。两人对视一眼,又不约而同错开视线。而看到她身旁之人时,徐行俨眸色略深,随即垂眸,挪动脚步侧身避过二人。
他在阶下靠东侧,而那两人往西去,并不会碰头。徐行俨余光看到两人走远,才终于对身后双手捧着檀木锦盒的陈启道一声,“走吧。

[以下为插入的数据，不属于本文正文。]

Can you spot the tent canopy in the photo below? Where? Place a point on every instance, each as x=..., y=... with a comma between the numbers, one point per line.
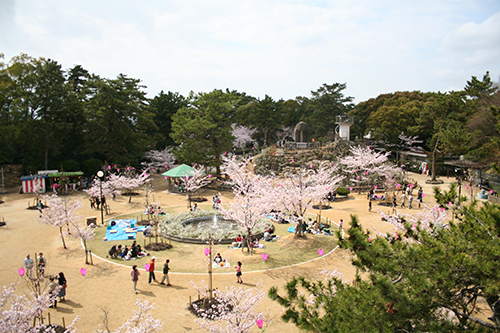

”
而徐行俨不知的是,裴莞同玉阳郡主往西行过十几步后,玉阳突然停下脚步,回头朝着麟德殿的方向看了一眼,有些好奇地问裴莞:“方才那人你可识得?”
裴莞脚下不停,回道:“那人曾在陛下身边出现过,想来应是近卫。”
玉阳郡主道:“我知道陈启,我是问白脸的那个,他是何身份,竟能让陈启站在他身后护卫?”
裴莞飞快往玉阳郡主脸上瞟了一眼,答:“臣也并不认得。”
玉阳郡主仿佛也只是随口一问,随即又道:“你可知道陛下今日为何生气?”
“不过是些朝堂上的烦心事。”
“我不这么觉得,”玉阳的眸光闪了闪,稚嫩的脸上露出一丝难以捉摸的表情,“那些臣子们整日吵来吵去,陛下必然已经听惯了,怎么还会恼?她一定还有其他想法。”